We are encouraging zero-for-zero negotiations for those commodities that are interested. We are also encouraging every country to go to zero tariffs within TRQs. We are further pushing for a disaggregation of market access. After the last round, we thought that the rest of the world would get 750,000 tonnes of pork access into Europe. They gave all their minimum market access to some meat that they did not mind being imported. Instead of receiving 750,000 tonnes, we got only 75,000 tonnes. Minimum market access should be provided for each commodity specifically, so that there is true market access.
Tariff escalation should also be eliminated.

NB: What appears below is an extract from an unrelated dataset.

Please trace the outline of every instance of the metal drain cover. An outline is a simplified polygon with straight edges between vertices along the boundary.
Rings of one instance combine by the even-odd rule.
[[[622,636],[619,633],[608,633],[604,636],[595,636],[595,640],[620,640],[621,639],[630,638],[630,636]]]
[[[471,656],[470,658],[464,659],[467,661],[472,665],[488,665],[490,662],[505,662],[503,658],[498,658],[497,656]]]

In other words, canola and canola oil should have the same market access provisions in each country. We are finding that a country may partially close the border to canola oil with high tariffs, but will allow canola to come in. There should be parity for commodities and their processed products.
There should be a maximum reduction in single-stage tariffs, those tariffs that do not protect a TRQ, such as we have in supply management. Canada has tabled an interesting position in their market access paper to the WTO as recently as a few months ago. That paper suggests that countries should either lower their tariffs significantly, so that there is access over the tariff, or leave theirs tariff as high as they want, but then at least guarantee minimum market access at the bottom. Either one of those, of course, would increase market access around the world.
Those are some of the important components of our trade policy statement. I believe they are connected very closely to our current situation in agriculture. Tariffs, farm support, and market access are all key components in ensuring that our farmers get the tools they need to perform and move to a position where they will get their income from the marketplace.
The Chairman: The input costs of fertilizer and fuel alone, as you have said, are estimated to be over $1 billion, which would eat up anything that the government has put in to this point in time. I am hearing farmers at the grassroots level saying, "We just cannot afford to put in the fertilizer we have previously, so we will have to cut back." Some farmers are saying that where they were putting in 150 pounds, they were now going to put in 50 pounds.
If we come up with a half a crop because farmers do not have the wherewithal to pay the input costs, how much will government lose? There will be considerable loss.
Many farmers are saying that they will go out and sow the crops, buy crop insurance, and take what they can get, because they do not have the money for input costs to get the crop they should.
Mr. Friesen: A short answer to that is, you cannot make money with crop insurance. I do not think who rely on crop insurance will stay in farming very long. Second, given the extremely low reference margins that we are seeing in the grains and oilseed sector, they will not be adequately compensated by the income disaster program.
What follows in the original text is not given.